I studied him for a moment. ‘When I found The Ark, it … had been waiting for me.’
‘Waiting for you?’
I nodded. ‘It contained an … entity, and that entity now lives inside me.’
His eyes widened. ‘Inside … you? Fuck me.’
‘And that entity can incinerate someone.’
‘Shit, the muggers around here are in for a shock! Is it … listening in now?’
‘I would guess so, but I don’t quite know how it all works. It manifests itself as a beautiful naked woman, an image taken from my mind, a childhood fantasy.
‘So it manifests itself as something I can relate to and … something I like and would respond well to. And …it sleeps with me sometimes, it’s started to manifest itself as physically solid and warm, just like a real woman.
‘But I can control when she comes out, I have special gold that has secret energy, and that gold allows her out - and to become solid.’
He sat staring wide-eyed. ‘Does she … ever ask to go shopping without you?’
I smiled widely. ‘No, she has no desires but to assist me with something, something I don’t fully understand yet.’
‘And she sat inside The Ark for three thousand years?’
‘Yes, waiting for me.’
‘That’s another stiff drink I need.’
‘Are you a believer?’ I asked.
‘A strict atheist like you, but … I have to now admit that angels exist and so does God, just that … I don’t agree with there being a god.’
‘That’s OK, because I think he wants us to stand on our own two feet and not sit in church.’
‘You sorted these Vatican shits?’ he asked.
‘I killed a few, and I made many of them commit suicide. I scanned all of the minds of the top people, and we got rid of the bad boys. It’s much better there now.’
He nodded. ‘Lee Tong’s import prices are way too low…’
‘I struck a deal, and I handed him diamonds that we found at the old house in Sweden.’

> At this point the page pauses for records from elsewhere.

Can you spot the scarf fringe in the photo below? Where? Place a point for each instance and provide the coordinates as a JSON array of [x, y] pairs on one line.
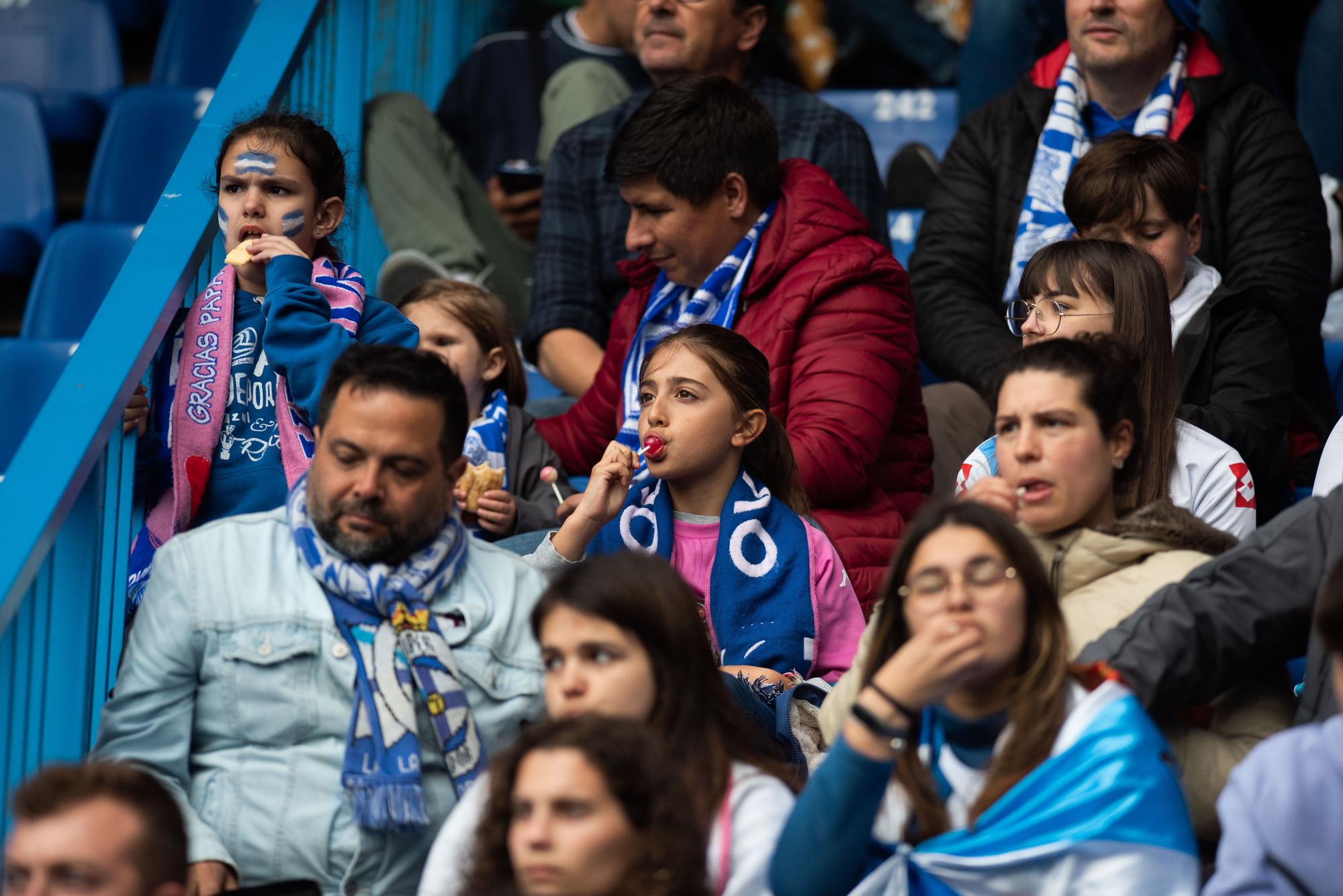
[[389, 805]]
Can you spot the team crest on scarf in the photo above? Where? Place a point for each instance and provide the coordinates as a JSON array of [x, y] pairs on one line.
[[759, 605], [383, 615], [1064, 141]]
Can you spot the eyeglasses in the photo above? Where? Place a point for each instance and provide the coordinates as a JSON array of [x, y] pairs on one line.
[[985, 581], [1050, 314]]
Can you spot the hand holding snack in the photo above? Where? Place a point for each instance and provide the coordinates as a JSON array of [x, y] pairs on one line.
[[475, 482], [264, 248], [496, 511]]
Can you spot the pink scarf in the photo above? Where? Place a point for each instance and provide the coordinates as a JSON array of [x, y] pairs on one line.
[[201, 396]]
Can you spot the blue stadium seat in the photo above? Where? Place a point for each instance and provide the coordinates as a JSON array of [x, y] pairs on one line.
[[182, 58], [28, 197], [36, 366], [77, 270], [896, 117], [146, 134], [66, 50]]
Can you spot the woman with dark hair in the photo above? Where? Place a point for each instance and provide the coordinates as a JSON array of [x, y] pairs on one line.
[[1070, 426], [973, 756], [588, 807], [1099, 286], [621, 638]]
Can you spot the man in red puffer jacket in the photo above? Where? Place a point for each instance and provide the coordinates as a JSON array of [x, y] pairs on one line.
[[825, 302]]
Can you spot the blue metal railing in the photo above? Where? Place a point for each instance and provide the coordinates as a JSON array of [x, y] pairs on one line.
[[66, 497]]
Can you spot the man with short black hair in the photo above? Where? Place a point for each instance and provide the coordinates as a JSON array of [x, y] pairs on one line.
[[578, 285], [729, 235], [320, 683], [101, 828], [434, 177], [1141, 66]]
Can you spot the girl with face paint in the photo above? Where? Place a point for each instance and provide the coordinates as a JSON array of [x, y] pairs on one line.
[[252, 353]]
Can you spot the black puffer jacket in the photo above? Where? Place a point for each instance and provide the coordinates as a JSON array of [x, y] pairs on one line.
[[1236, 619], [1236, 373], [1263, 219]]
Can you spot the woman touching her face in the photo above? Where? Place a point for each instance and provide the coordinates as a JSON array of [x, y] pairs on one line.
[[972, 752]]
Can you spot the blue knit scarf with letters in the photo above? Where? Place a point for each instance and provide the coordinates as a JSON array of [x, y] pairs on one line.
[[1064, 141], [385, 616], [759, 605]]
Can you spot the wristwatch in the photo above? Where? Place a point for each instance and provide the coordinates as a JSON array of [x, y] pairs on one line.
[[880, 729]]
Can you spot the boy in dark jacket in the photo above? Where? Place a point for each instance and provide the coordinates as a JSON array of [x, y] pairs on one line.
[[1263, 219], [1232, 350]]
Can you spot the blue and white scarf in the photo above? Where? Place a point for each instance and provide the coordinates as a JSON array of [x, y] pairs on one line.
[[487, 440], [1103, 813], [1064, 141], [761, 605], [385, 616], [675, 307]]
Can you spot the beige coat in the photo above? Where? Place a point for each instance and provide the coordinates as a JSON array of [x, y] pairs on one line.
[[1102, 576]]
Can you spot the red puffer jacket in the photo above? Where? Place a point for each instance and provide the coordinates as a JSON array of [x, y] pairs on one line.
[[832, 311]]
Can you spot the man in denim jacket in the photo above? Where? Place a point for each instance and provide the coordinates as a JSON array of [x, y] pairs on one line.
[[318, 685]]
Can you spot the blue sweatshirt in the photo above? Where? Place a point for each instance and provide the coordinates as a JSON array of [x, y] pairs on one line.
[[288, 332], [1282, 816], [840, 805]]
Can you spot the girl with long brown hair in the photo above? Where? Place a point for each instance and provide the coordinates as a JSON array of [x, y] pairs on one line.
[[621, 639], [1079, 287], [1068, 428], [973, 754], [588, 807], [721, 501]]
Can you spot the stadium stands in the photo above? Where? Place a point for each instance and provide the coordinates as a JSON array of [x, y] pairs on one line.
[[77, 270], [28, 197], [65, 50], [146, 133]]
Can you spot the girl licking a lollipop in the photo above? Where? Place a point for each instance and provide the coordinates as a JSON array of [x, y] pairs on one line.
[[722, 502]]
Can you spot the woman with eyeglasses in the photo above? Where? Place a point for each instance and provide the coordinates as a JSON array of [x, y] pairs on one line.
[[974, 760], [1072, 440], [1101, 286]]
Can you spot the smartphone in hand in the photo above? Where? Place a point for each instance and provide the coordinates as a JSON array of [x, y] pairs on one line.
[[519, 175]]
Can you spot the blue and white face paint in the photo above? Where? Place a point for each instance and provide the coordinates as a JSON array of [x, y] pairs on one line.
[[292, 223], [254, 164]]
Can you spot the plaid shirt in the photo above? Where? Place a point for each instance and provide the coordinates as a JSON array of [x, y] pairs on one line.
[[584, 217]]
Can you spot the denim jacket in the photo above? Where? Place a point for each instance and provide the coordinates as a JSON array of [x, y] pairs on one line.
[[237, 690]]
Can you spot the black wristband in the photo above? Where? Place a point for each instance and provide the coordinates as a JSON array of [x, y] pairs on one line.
[[906, 711], [882, 729]]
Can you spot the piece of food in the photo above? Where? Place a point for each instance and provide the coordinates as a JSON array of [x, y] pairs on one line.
[[477, 481], [240, 255]]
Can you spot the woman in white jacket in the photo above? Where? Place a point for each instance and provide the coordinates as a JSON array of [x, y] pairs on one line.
[[621, 638]]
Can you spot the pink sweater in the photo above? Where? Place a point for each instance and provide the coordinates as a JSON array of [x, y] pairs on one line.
[[839, 616]]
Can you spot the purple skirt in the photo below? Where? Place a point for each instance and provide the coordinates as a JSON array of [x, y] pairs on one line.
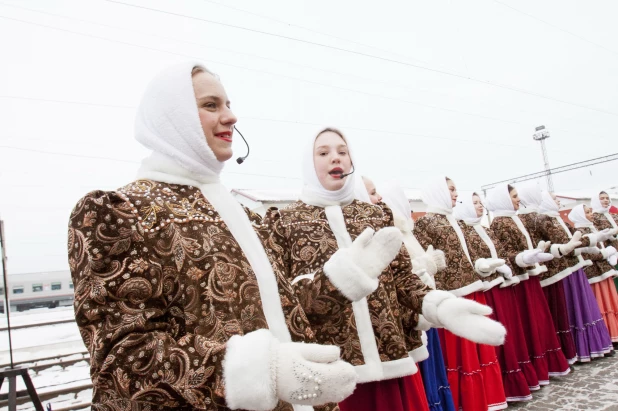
[[589, 330]]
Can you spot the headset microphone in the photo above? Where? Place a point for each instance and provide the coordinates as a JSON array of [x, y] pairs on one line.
[[347, 174], [240, 160]]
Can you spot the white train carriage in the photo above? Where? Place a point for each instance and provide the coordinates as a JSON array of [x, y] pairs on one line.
[[36, 290]]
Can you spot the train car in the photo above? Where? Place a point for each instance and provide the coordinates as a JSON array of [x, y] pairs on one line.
[[35, 290]]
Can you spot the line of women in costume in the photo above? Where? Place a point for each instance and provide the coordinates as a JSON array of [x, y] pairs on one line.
[[550, 284], [186, 300]]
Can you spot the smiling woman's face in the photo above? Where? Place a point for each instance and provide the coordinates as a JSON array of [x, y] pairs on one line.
[[331, 159]]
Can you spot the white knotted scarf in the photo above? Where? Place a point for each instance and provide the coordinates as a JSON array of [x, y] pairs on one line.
[[437, 197], [168, 123]]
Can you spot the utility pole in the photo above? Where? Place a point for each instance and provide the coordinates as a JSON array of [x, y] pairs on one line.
[[541, 134]]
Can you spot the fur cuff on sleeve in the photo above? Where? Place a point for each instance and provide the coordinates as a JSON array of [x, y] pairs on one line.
[[519, 260], [349, 279], [431, 302], [555, 250], [593, 238], [586, 250], [247, 374]]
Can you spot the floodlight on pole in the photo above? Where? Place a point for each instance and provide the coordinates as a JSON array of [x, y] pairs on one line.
[[541, 134]]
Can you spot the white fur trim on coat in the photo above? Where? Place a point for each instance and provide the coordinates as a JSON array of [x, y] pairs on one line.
[[488, 285], [419, 354], [247, 373], [533, 272], [349, 279], [469, 289]]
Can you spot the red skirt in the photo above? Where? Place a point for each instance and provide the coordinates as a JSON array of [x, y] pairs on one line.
[[607, 298], [518, 375], [557, 307], [397, 394], [543, 345], [473, 371]]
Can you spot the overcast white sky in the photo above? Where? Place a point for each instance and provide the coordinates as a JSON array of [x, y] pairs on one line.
[[72, 72]]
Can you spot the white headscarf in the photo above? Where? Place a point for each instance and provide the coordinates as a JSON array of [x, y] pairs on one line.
[[578, 217], [437, 197], [465, 211], [168, 123], [395, 198], [530, 196], [548, 205], [499, 202], [595, 203], [360, 191], [314, 193]]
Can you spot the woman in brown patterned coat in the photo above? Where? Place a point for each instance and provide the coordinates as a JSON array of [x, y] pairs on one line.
[[473, 370], [589, 330], [541, 227], [600, 204], [600, 274], [177, 301], [355, 290], [518, 375], [514, 243]]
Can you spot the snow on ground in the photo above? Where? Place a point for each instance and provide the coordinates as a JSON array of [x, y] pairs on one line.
[[40, 342]]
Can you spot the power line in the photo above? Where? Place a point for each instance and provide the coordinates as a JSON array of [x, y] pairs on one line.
[[570, 33], [277, 75], [296, 122], [399, 62], [32, 150]]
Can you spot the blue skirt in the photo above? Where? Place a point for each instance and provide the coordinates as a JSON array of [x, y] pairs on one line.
[[433, 371]]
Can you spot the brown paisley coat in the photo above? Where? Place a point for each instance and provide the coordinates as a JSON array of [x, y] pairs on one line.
[[160, 286], [542, 227], [600, 269], [478, 249], [510, 242], [458, 276], [601, 223], [302, 235]]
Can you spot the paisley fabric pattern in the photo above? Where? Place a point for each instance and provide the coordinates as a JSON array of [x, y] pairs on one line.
[[477, 247], [510, 241], [600, 265], [305, 241], [160, 286], [601, 223], [542, 227], [434, 229]]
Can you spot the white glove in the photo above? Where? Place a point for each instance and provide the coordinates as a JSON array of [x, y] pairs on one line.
[[506, 271], [355, 270], [258, 371], [601, 236], [463, 317], [312, 374], [560, 250], [608, 251], [437, 256], [543, 246], [587, 250], [422, 324], [531, 257], [486, 266]]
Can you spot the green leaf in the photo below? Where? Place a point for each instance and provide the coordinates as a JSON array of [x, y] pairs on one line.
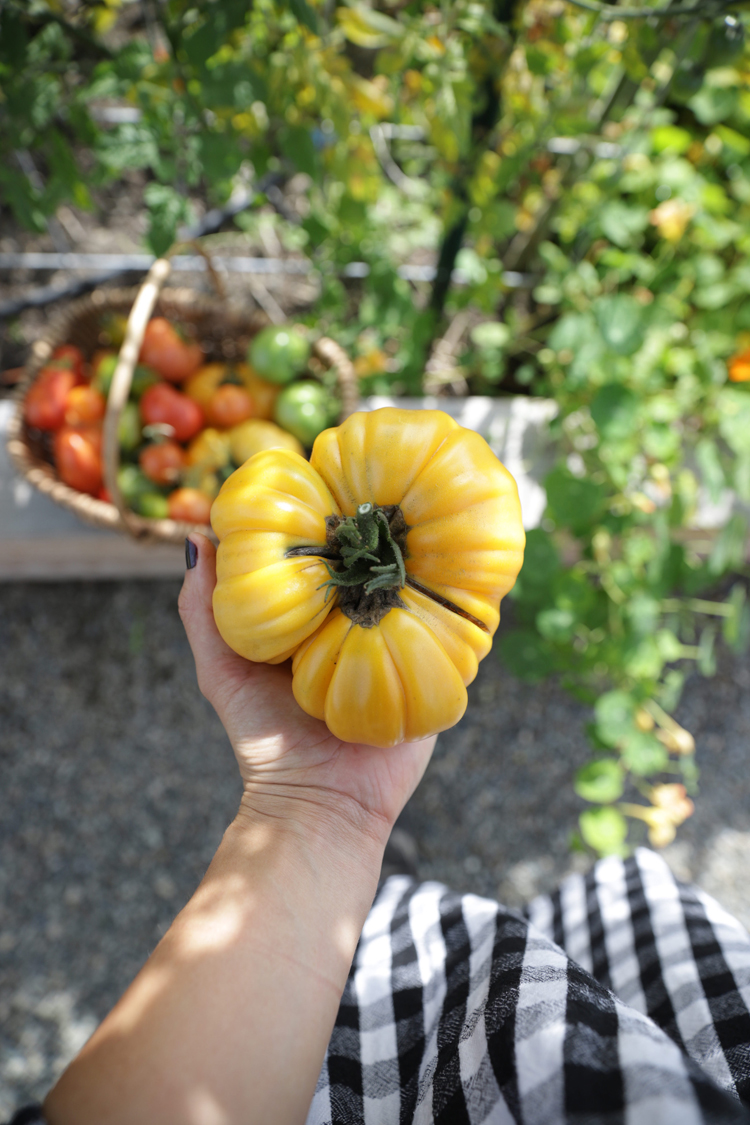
[[491, 335], [571, 332], [737, 627], [621, 322], [526, 655], [643, 613], [706, 455], [168, 208], [557, 624], [541, 564], [601, 781], [670, 137], [643, 754], [729, 551], [621, 222], [614, 411], [644, 660], [297, 146], [305, 15], [713, 104], [614, 713], [605, 829], [734, 417], [706, 657], [574, 502], [668, 645]]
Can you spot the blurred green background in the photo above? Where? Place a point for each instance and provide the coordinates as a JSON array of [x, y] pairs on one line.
[[548, 198]]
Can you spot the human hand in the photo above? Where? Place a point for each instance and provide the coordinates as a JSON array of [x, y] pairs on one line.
[[290, 764]]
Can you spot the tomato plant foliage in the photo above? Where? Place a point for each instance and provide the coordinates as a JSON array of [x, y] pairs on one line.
[[579, 177]]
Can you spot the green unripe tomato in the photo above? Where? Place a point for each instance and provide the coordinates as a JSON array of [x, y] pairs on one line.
[[143, 377], [153, 505], [128, 428], [278, 353], [305, 408]]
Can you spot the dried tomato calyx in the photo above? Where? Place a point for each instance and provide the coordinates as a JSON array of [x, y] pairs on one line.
[[364, 559], [368, 550]]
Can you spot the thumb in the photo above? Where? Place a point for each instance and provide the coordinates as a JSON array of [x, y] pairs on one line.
[[216, 664]]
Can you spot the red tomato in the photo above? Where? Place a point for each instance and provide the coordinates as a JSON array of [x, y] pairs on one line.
[[78, 458], [229, 405], [190, 505], [168, 352], [69, 356], [84, 405], [45, 401], [163, 405], [163, 462]]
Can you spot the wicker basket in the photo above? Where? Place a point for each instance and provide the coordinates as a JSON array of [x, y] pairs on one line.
[[224, 331]]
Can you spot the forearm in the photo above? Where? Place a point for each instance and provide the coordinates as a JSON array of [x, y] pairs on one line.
[[229, 1018]]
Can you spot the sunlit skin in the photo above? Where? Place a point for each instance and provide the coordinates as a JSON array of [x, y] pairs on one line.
[[229, 1018]]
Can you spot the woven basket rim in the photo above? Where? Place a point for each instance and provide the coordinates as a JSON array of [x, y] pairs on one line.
[[104, 514]]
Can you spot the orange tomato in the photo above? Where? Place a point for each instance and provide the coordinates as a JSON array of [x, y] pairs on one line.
[[163, 404], [162, 462], [84, 405], [201, 385], [78, 458], [189, 504], [229, 405], [45, 401], [164, 349]]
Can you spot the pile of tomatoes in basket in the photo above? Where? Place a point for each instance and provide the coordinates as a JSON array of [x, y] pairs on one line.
[[187, 424]]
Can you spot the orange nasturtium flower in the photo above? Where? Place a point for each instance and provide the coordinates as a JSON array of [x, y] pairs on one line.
[[739, 367], [671, 217], [669, 807]]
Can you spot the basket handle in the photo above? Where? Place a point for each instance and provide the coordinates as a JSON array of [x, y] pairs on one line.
[[120, 388]]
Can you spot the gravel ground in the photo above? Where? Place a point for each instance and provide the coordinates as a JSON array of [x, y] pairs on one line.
[[117, 782]]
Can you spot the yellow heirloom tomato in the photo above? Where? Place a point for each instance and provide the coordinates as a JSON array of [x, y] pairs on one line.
[[379, 567]]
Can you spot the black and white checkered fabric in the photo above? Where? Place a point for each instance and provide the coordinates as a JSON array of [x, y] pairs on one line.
[[624, 999]]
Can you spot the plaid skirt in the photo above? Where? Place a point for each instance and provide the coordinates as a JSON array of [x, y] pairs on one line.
[[622, 998]]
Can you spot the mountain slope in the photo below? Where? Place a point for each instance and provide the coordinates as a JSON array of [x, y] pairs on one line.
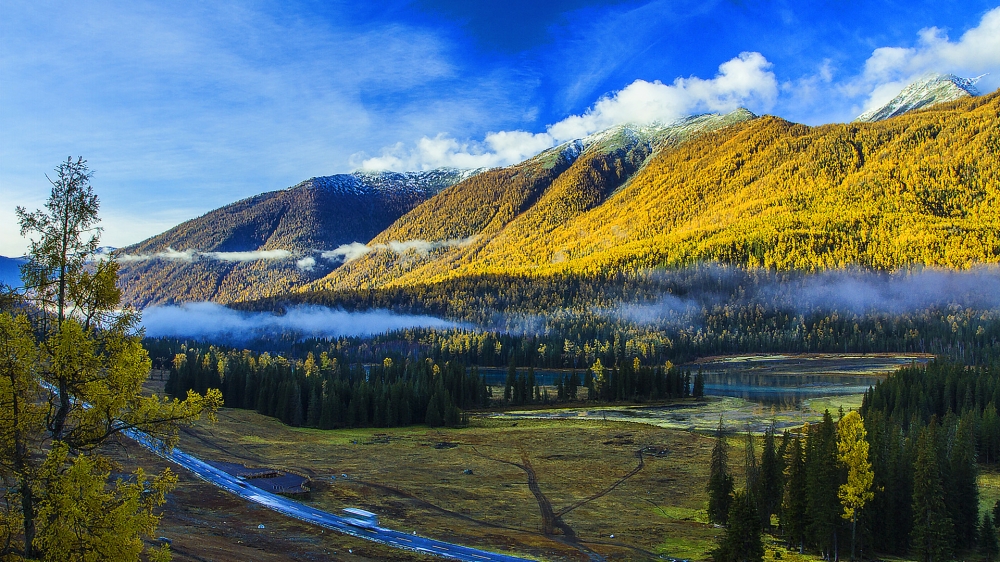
[[270, 243], [923, 188], [926, 92], [504, 206]]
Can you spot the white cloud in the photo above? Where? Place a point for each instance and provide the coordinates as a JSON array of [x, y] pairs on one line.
[[354, 250], [744, 80], [190, 255], [210, 320], [347, 252], [890, 69]]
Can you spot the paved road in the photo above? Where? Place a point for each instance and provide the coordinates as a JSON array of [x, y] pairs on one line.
[[291, 508]]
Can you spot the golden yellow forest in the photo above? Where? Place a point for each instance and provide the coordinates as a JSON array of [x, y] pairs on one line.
[[923, 188]]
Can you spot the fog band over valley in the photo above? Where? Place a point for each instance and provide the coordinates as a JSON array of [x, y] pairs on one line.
[[844, 291], [354, 250], [204, 320]]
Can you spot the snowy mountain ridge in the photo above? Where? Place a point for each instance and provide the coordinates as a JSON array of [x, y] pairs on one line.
[[929, 90], [360, 182]]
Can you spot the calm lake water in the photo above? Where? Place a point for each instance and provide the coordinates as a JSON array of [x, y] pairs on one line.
[[771, 379]]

‘Ah, that would explain it, because for a sharp businessman I figured he was losing money. And if he keeps supplying us at those rates we’ll make a shit load of money.’
‘I handed him a shit load of diamonds, so don’t worry. What’s the schedule at Scorfo? Because it’s not the priority.’
‘They still have around three hundred men, and the apprentices, and some French lads – technical people.
‘They’re working on enough drainage and electricity for thirty nursing homes, but doing it now, and making the promenade and the small town of cafes and shops big enough for ten thousand people.
‘The first two nursing homes are underway, but they want the infrastructure done first, and the small town of beach clubs and shops.’
I nodded at that. ‘The apprentices are being trained well?’
‘They have structured lessons, but mostly they follow around seasoned men and learn as they go. If someone is good at something they get sent to another site to help out.’